I once told a friend it felt like trying to walk up a downward escalator while someone was throwing bowling balls at me!
While my meditation practice helped, these experiences showed me that it wasn’t enough. I needed to go deeper and develop new strategies for managing my difficulties. Over the next 28 days of this course, I’ll share these approaches with you.
My stress reduction method is based on understanding two types of stress.
First, there’s primary stress which comes from events your mind sees as threats—like tax issues, divorce, moving, illness, or loss. These situations lead to feelings like anxiety, confusion, and grief.
Second, we have secondary stress, which comes from how we react to primary stress. Sometimes, we judge ourselves for feeling stressed and create more distress. This can lead to overindulging in food or alcohol, or taking our frustrations out on others, creating even more stress. In many cases, our chronic attempts to solve or avoid unpleasant feelings end up causing more unpleasant feelings.

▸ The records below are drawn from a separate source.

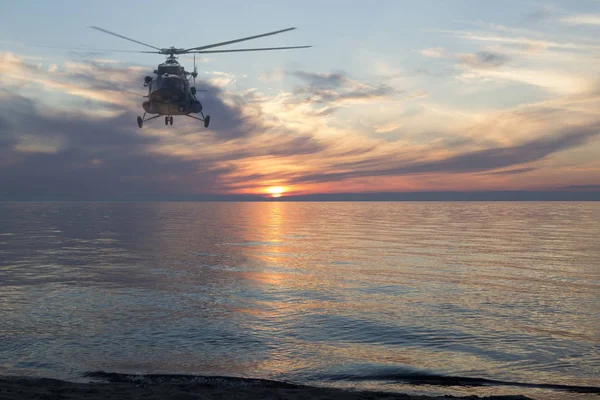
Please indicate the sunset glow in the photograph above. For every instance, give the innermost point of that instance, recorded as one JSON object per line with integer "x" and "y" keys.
{"x": 276, "y": 191}
{"x": 491, "y": 97}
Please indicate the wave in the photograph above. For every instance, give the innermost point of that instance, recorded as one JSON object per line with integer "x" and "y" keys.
{"x": 403, "y": 378}
{"x": 201, "y": 380}
{"x": 445, "y": 380}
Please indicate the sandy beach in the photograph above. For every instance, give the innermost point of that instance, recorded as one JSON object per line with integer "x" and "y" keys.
{"x": 12, "y": 388}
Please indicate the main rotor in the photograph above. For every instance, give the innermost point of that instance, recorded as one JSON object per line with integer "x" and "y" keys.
{"x": 172, "y": 51}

To handle primary stress, it’s crucial to be empathetic, kind, compassionate, and comforting to ourselves. We need to treat ourselves gently, like we would a dear friend, a child, or a comforting pet in times of stress and anxiety.

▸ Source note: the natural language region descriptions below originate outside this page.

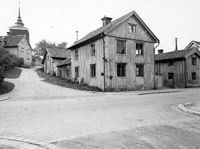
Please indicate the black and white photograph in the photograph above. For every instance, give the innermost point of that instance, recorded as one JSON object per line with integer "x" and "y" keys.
{"x": 100, "y": 74}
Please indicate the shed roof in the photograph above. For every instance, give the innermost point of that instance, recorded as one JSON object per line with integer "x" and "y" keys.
{"x": 176, "y": 54}
{"x": 105, "y": 29}
{"x": 64, "y": 63}
{"x": 13, "y": 41}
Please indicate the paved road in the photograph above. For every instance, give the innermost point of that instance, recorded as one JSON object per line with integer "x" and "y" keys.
{"x": 42, "y": 111}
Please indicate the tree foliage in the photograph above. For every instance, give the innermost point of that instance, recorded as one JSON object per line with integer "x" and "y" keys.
{"x": 41, "y": 46}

Mindfulness is invaluable for dealing with secondary stress. It helps us let go of unhelpful mental habits like avoiding or rejecting unpleasant experiences. We’ll explore several mindfulness practices to identify and release stress-inducing habits.
During the next four weeks, we’ll focus on these skills. Every day, you’ll receive short readings that I’ll try to keep brief to avoid adding to your stress. There will also be about a dozen guided meditations. Some will be very short, and others a bit longer.